Want to talk through the pros and cons of a job offer? Meet me on Rainbow Road. After that, we can finally figure out what we should really budget for various household expenses while avoiding mack trucks and blue shells on Moonview Highway. I'm telling you, it works. Mario Kart requires the perfect amount of attention and offers just enough distraction to make tough calls seem easy over the course of a race or 17. Give me Funky Kong on the Flame Runner and I can figure out what to do. 

Playing against the world network always helps, too, because you're united against a common enemy—one day that enemy is Reaper, some stranger who's playing halfway across the globe (and totally seems like a hacker, by the way) another day it's the player who made an avatar that looks exactly like Voldemort and keeps throwing red shells at you like a total jerk. 
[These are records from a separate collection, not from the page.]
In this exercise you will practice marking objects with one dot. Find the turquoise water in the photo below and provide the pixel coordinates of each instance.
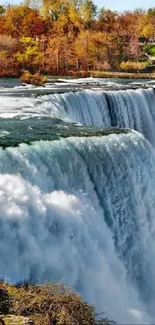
(77, 191)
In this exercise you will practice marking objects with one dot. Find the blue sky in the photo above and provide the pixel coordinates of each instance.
(121, 5)
(118, 5)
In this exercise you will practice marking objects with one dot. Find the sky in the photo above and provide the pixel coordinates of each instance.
(118, 5)
(121, 5)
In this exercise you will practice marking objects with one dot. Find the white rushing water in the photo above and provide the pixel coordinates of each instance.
(82, 210)
(123, 108)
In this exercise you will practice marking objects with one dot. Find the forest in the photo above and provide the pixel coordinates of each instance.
(64, 37)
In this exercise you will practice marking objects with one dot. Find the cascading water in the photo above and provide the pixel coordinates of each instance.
(82, 210)
(133, 109)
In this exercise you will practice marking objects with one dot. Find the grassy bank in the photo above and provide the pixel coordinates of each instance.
(50, 304)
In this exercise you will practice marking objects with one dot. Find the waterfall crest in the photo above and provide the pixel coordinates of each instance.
(100, 239)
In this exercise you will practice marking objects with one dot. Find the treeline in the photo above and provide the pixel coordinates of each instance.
(59, 36)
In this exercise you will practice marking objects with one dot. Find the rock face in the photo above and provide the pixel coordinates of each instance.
(15, 320)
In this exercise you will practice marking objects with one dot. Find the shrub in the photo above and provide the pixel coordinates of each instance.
(132, 66)
(34, 79)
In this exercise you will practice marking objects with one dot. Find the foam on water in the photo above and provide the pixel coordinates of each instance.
(82, 210)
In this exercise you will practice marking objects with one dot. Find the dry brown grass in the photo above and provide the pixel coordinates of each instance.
(50, 304)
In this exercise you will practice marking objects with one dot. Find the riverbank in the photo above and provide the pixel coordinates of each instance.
(111, 74)
(93, 74)
(44, 305)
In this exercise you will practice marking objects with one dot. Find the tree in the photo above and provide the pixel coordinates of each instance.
(30, 55)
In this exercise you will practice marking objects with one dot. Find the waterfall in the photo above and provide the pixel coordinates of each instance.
(133, 109)
(81, 210)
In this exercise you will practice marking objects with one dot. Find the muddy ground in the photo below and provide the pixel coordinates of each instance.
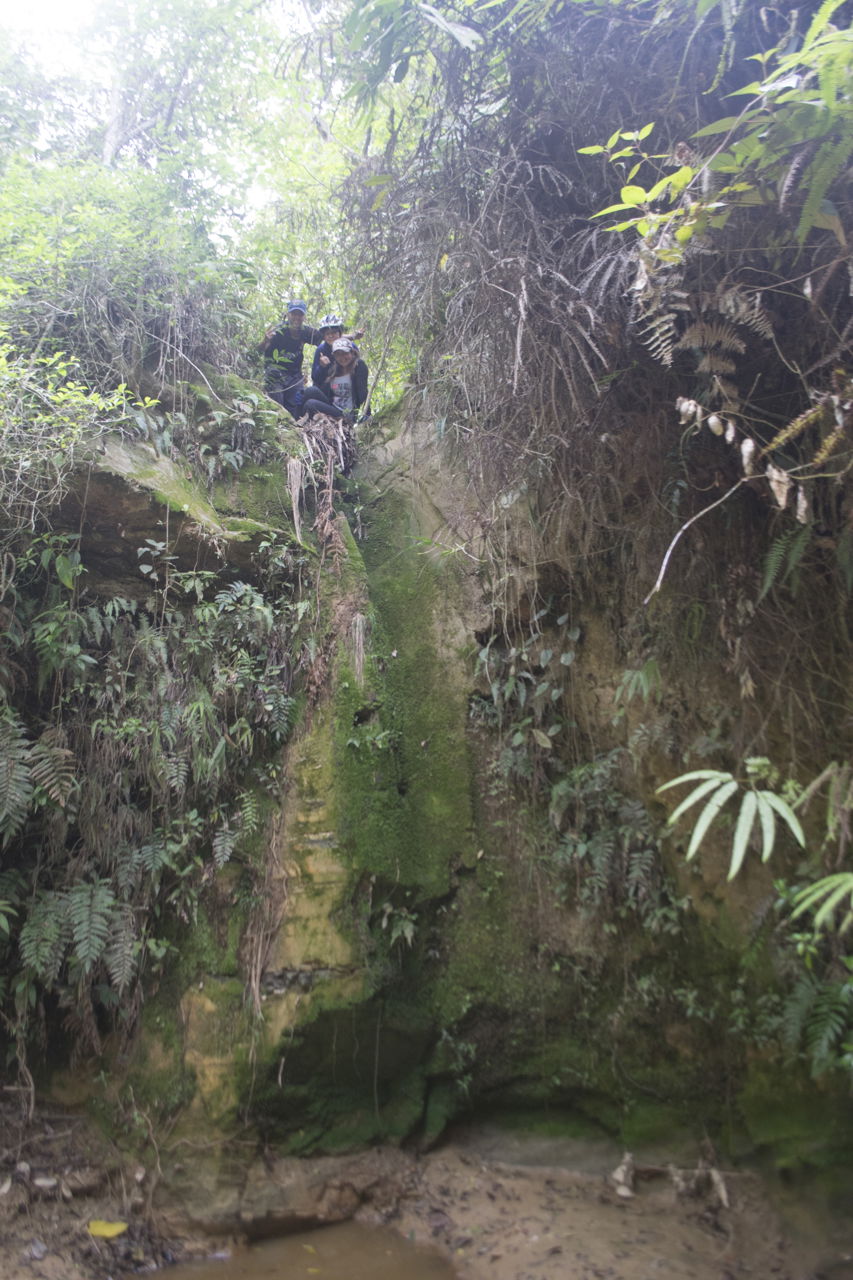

So imagine my disappointment when—amid the flurry of excitement over the new Mario Kart, the one for Wii U—I returned to my trusty Wii last night and saw this: 


WHAT?

So Nintendo sincerely thanks me for my continued support of legacy systems, but my days of shouting at my television while racing strangers on Maple Treeway are no more. 

I mean, I get it. There's a new Mario Kart now. Wii U has been in stores for a year and a half. And it wouldn't really make sense, I guess, for Nintendo to manage separate global networks of players—especially when it wants the Wii crowd to upgrade to the new system. 

But it's also a reminder of what we risk when part of what we're buying is a connected gaming experience—not just the software itself. When I dig out Super Mario Kart for Super Nintendo (so clunky, so beautiful), the game is just as I remember it from slumber parties in eighth grade. But Mario Kart for Wii will never be the same. I suppose that's okay. Video games are different now, and nostalgia aside, they're obviously better. It's still a little sad to see the ruins of a once-populated place you can't really get to anymore.

This is an experience that's familiar in many aspects of life—like when you return to a bar you once loved only to find out it's a Bank of America now. That little pang of loss is becoming more familiar in digital spaces. The Internet is a place, in our minds at least, and there's only so much the Wayback Machine can save. A screenshot, like a photograph, never quite captures the way things used to be.